Following fashion depicts the connection of people to the world and society. It is significant that a man has a desire to have a unique individuality. Nonetheless, a man also wants to be identified with other people in his/her society. A recondite willingness to submit to fashion is in the struggle with the willingness to be unique and independent. Traditional fashion expels a real choice suggesting a man finished and quick patterns and variants of conduct, which can be taken immediately. In such a way, it maintains the illusion of individuality. It is a protective and compensatory feature of fashion. The American sociologist John K. Galbraith has indicated that possession of the fashionable standards and samples is associated with a certain psychic reaction. These blessings cause in the consumer a sense of personal success and equality with the neighbors. They free a person from the need to think and cause sexual needs, promise the prestige in society, improve physical well-being, and satisfy mental needs. Otherwise, the individual feels slighted.
Fashion is also examined as a psychological phenomenon studying its causes and changes in terms of individual psychology. Fashion satisfies important human needs as a mechanism to resolve conflicts between social conformity and individual liberty. Fashion represents a particular form from those, by which life attempts to compromise between the tendency to social equation and the individual propensity to exercise his/her identity. Many fashion researchers have focused on the psychological function of fashion, which is a way of emotional discharge and satisfies a person’s need for new sensations. A sense of the existence of fashion is a violation of the gradual development of a number of mass phenomena. It is a periodic radical change and a shake, by which a person refreshes his/her sensations.

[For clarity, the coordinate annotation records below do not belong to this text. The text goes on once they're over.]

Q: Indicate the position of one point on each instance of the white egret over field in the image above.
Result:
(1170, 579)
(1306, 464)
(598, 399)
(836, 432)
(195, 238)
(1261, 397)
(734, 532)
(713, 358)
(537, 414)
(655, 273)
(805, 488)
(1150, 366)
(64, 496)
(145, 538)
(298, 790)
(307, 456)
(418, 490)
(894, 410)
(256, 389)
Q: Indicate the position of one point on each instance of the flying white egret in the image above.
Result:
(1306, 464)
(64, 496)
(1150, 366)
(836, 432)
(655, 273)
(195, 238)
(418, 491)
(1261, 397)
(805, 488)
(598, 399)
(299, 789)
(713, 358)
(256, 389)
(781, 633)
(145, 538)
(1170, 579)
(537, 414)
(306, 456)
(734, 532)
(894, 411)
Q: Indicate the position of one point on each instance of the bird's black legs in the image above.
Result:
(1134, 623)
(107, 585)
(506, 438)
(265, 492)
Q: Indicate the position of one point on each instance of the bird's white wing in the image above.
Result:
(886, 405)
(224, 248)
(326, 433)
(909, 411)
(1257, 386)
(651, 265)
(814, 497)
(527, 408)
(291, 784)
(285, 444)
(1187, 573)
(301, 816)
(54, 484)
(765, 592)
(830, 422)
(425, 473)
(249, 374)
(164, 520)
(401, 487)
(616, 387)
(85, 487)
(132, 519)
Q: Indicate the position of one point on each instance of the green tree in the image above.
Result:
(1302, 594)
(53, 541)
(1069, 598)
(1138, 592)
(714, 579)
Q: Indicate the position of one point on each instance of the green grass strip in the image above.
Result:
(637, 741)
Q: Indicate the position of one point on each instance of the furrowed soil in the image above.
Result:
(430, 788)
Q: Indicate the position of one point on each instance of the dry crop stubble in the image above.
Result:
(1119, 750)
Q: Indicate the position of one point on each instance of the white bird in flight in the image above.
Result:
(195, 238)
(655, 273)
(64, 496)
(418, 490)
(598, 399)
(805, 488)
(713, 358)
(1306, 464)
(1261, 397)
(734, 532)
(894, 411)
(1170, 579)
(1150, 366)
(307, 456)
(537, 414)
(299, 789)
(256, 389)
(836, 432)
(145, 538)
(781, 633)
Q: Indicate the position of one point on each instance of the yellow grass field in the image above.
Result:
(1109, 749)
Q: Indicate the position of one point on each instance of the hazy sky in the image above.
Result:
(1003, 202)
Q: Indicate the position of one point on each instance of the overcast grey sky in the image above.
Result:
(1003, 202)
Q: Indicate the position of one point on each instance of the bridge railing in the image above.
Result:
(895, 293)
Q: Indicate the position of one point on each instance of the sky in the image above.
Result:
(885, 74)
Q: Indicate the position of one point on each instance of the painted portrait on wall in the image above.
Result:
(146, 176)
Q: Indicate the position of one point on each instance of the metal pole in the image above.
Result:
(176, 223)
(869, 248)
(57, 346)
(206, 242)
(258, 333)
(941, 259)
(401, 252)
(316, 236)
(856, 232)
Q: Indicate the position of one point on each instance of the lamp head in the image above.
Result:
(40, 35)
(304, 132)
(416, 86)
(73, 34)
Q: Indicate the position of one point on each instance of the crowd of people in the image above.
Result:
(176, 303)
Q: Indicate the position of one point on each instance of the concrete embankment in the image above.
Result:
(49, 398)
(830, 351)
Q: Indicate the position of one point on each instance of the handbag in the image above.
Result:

The recognition of fashion as an important social phenomenon that has a great impact on society is common to all the sociological concepts of fashion. Fashion includes new patterns of behavior used by people to be distinguished from the community and taken by other people to turn in the form of representatives of prestigious and prosperous layers. Fashion is regarded one of the main types of imitation. The cause of the appearance of fashion is the laws of imitation underlying social life. Present fashion includes a great number of different social possibilities. The most important function of fashion is to serve as a way to identify new cultural models. In such a way, fashion depicts individual characteristics of a certain person in the moral and social context.